Wij zijn er voorstander van die ruimte dan ook zo weinig mogelijk in te krimpen. Als ik me in dat verband deze tussenopmerking mag veroorloven: de beslissing van de UGent om een student van de voortzetting van zijn studies uit te sluiten, gaat heel erg ver in het beknotten van het basisrecht op onderwijs. Het bekommert me ook wanneer de Arteveldehogeschool de indruk lijkt te wekken dat studenten geacht worden een bepaalde overtuiging wel of niet uit te dragen. Ook hier moeten we opletten voor een hellend vlak.

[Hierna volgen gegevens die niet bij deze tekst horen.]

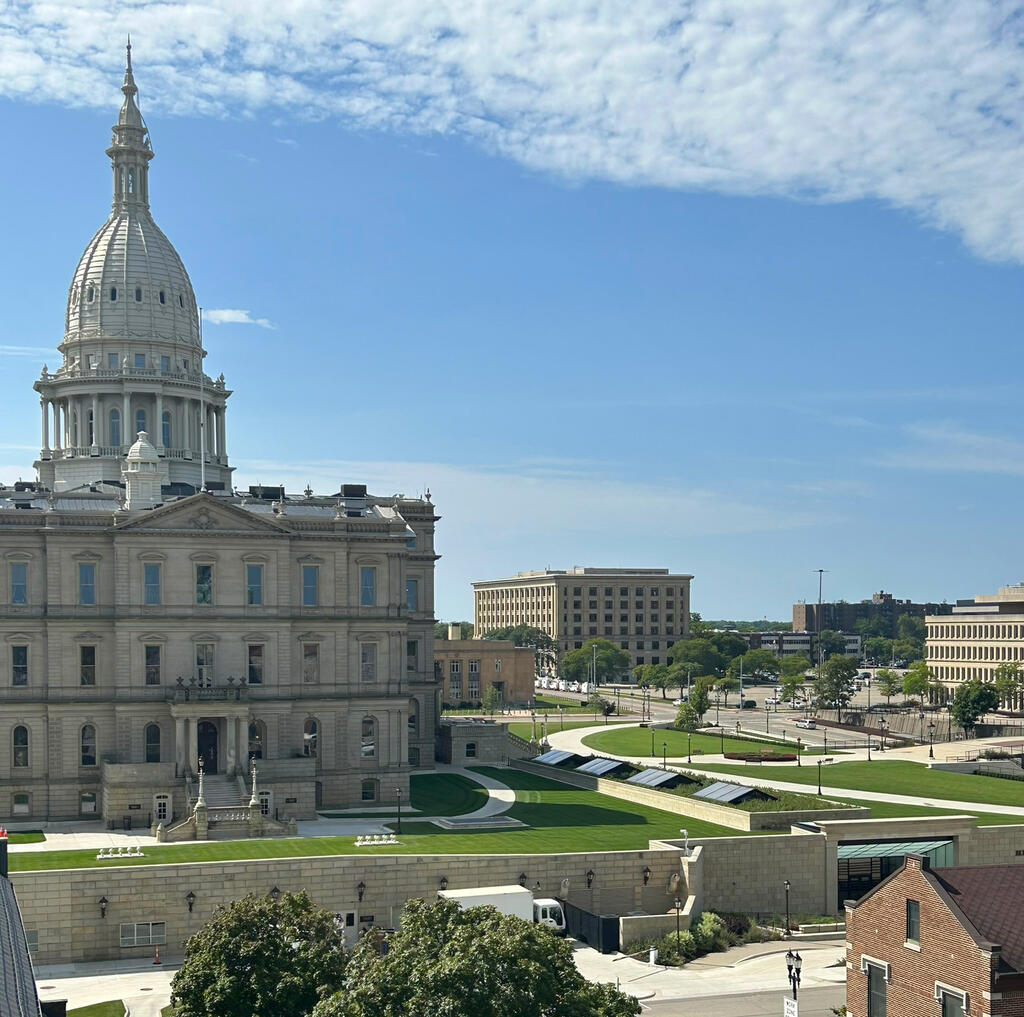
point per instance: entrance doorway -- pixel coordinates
(207, 745)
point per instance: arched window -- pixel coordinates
(152, 738)
(88, 746)
(368, 740)
(309, 731)
(257, 738)
(19, 740)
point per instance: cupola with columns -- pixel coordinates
(131, 354)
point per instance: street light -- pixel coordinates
(794, 963)
(786, 884)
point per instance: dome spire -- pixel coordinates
(130, 151)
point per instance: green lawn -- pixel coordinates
(113, 1008)
(893, 776)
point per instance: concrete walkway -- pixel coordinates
(572, 740)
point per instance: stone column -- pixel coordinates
(179, 745)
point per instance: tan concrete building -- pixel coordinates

Ik wil de hoop uitspreken dat zeker ook onze universiteiten en hogescholen een vrijplaats blijven voor de vrijheid van denken en zeggen, ook wanneer laakbare meningen worden geventileerd.

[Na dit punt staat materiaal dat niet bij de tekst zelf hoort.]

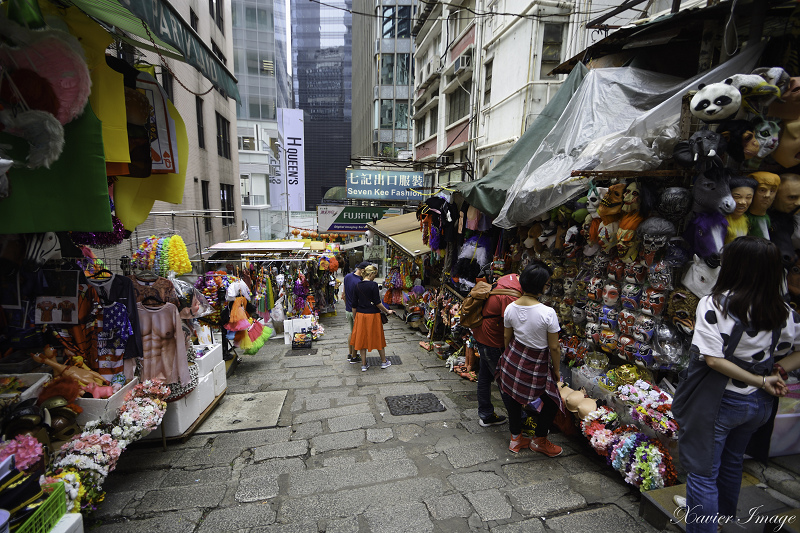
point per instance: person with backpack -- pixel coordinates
(529, 367)
(482, 312)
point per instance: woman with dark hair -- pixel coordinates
(739, 327)
(367, 326)
(529, 368)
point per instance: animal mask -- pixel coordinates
(681, 310)
(715, 102)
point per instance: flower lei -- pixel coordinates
(26, 451)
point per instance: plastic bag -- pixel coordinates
(192, 302)
(277, 316)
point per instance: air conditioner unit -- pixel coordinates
(463, 62)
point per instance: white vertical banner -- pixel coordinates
(293, 168)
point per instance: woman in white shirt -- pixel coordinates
(529, 368)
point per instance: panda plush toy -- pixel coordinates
(715, 102)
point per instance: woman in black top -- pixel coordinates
(368, 328)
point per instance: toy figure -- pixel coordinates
(742, 189)
(626, 320)
(630, 199)
(635, 272)
(701, 276)
(610, 294)
(653, 301)
(768, 184)
(716, 101)
(627, 246)
(681, 309)
(631, 294)
(674, 204)
(643, 330)
(660, 277)
(654, 233)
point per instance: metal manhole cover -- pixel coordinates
(302, 351)
(376, 361)
(414, 404)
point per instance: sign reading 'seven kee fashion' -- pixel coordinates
(384, 185)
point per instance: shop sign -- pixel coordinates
(365, 184)
(165, 22)
(375, 252)
(351, 218)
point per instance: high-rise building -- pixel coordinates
(322, 46)
(382, 79)
(259, 62)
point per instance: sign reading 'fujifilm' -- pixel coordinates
(384, 185)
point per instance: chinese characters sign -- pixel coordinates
(384, 185)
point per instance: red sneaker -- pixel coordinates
(519, 443)
(541, 444)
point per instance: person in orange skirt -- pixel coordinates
(368, 327)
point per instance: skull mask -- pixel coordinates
(627, 321)
(635, 272)
(653, 301)
(610, 294)
(643, 330)
(631, 293)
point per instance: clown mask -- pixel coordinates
(631, 294)
(627, 321)
(653, 301)
(630, 199)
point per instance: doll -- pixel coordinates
(766, 190)
(742, 189)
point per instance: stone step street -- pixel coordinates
(339, 461)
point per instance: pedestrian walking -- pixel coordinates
(349, 297)
(732, 378)
(368, 326)
(529, 367)
(489, 339)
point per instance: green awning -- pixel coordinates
(168, 30)
(489, 193)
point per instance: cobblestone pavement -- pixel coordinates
(339, 461)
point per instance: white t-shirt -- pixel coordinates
(531, 323)
(712, 330)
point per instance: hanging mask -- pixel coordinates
(616, 269)
(635, 272)
(626, 348)
(630, 199)
(631, 294)
(610, 294)
(609, 317)
(653, 301)
(643, 329)
(682, 308)
(595, 288)
(644, 354)
(578, 314)
(627, 321)
(593, 331)
(608, 341)
(660, 277)
(593, 310)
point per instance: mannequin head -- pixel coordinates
(787, 199)
(768, 184)
(742, 189)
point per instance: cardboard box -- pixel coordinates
(105, 410)
(211, 358)
(220, 380)
(33, 381)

De rechterlijke macht moet in alle onafhankelijkheid haar werk doen; de uitvoerende macht kunnen we hier bevragen en het zou ons verbazen als daar grote lacunes zouden blijken; voor de wetgever lijken ons geen nieuwe initiatieven aan te dienen. Als forum voor gedachtewisseling kan deze gezamenlijke commissie mogelijk zinvol zijn, of we hier veel verder kunnen gaan, durf ik betwijfelen.

Politici, vertegenwoordigers van politieke partijen, dé vehikels van gedachten die leiden naar politieke besluitvorming, hebben in dat debat een eersterangsrol te vervullen. Wij moeten uiteraard het onderscheid maken tussen wat strafbaar is en wat laakbaar. Het is niet omdat iets strafrechtelijk niet beteugeld wordt, dat we het er mee eens moeten zijn. Vandaar dat we onze ondubbelzinnige afkeuring laten weerklinken, los van het juridische aspect.

De voorbije dagen volgde ik intensief de reacties op sociale media. De overgrote meerderheid reageerde verbolgen. Toch vonden we ook veel, te veel vergoelijkingen terug. Vele van de gewraakte memes werden eerder al ruim gedeeld, ook in milieus van scholieren, jeugdbewegingen en jeugdclubs. Een eerste categorie kunnen we rangschikken onder stoerdoenerij, koketteren met de provocatie, het opzoeken van grenzen en het overschrijden daarvan. Groepsdruk speelde ook zeker een grote rol. In onze zeer terechte verontwaardiging moeten we opletten de ruimte voor experimenteren van jonge mensen niet te zeer te willen beknotten. Uiteraard zoeken jonge mensen grenzen op; het is dan zeker aan de wat minder jonge mensen om aan te geven dat die grenzen nog wel degelijk blijven bestaan. Wij moeten van uit onze rol zelf een duidelijk streep trekken, geen formeel juridische maar een politiek inhoudelijke. Ja, jonge mensen hebben recht op experimenteerrruimte maar wij de plicht om op de vingers te tikken wanneer daarbij over de schreef gegaan wordt. Zo ouderwets durven wij nog wel zijn in onze pedagogische overtuiging. Daarbij hebben mensen die zich in de grijze zones van de politieke debatruimte begeven vanzelfsprekend altijd recht op een eerlijke beoordeling op basis van woord en wederwoord. Voor alle duidelijkheid: alleen op jeugdige geldingsdrang wijzen, zou de zaak te zeer minimaliseren. We moeten verder kijken.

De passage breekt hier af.